Following this chance meeting, a new commitment to work together was forged. "We wrote in LA, and FF wrote in Britain," says Russell. "We never sat down and wrote together. I think each band prefers not to look the other in the eye while creating." The stand-out album track Collaborations Don’t Work is perhaps the best illustration of their process, with Mael and Kapranos exchanging lyrical barbs: "I don’t like your navel gazing!" "I don’t get your way of phrasing!"
"It really came alive after we responded to each other's songs," confirms Kapranos. "We wrote and sang parts over Collaborations Don't Work and they wrote and sang over Police Encounters. It went back and forth a little, but what felt exciting was that, listening to the music, it didn't sound like either band and both simultaneously. It felt like something new – yet with the recognisable personalities behind it all. We sent them the music for Man Without a Tan and Ron wrote the lyric – there were lots of different approaches," Kapranos continues. "We tried to change it around to keep it fresh. All of the writing was done 6,000 miles apart. Us over here, them over there. Neither of us had worked like that before, but it seemed to work."

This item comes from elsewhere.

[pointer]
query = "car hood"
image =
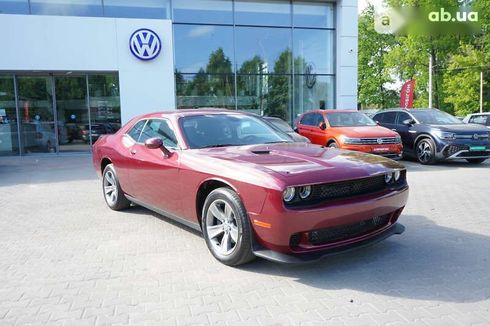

A collective decision was made to keep FFS secret until recording had been completed and a release date confirmed. Even Domino, Franz’s long-term record label, was only informed of the project when the writing process was complete and the songs were ready to be recorded. Album in the can, the next decision was how to mesh the two bands together as a single live unit. With Ron occupying his customary position stage right behind his keyboard, and the rest of Franz fulfilling their usual roles of bass, drums and guitar, it was down to Kapranos and Russell to decide how best to share vocal duties. "We're both front-men, so it seemed pretty obvious," the former says. "I wasn't about to take up the harpsichord or Russell dabble with the flute. Thinking about it now, there aren't many instances of double frontmen. The Specials, sort of... ABBA... Happy Mondays? Is Bez as much of a front-man as Ryder... or was Bez the real front-man? I don't know. I do know that it seems to work from our end."
Both Franz and Sparks remain tight-lipped when asked if we can expect another FFS album or whether attention will revert back to their respective bands. Kapranos sheds no light on the subject. "When we started working on this, we had no idea where it would end up, whether it would be a couple of songs – never mind a full LP – or whether we would actually record them, and whether we would make an entirely new band.
"I still have no idea what will be next..." he lingers. "But if I did, I wouldn't tell you."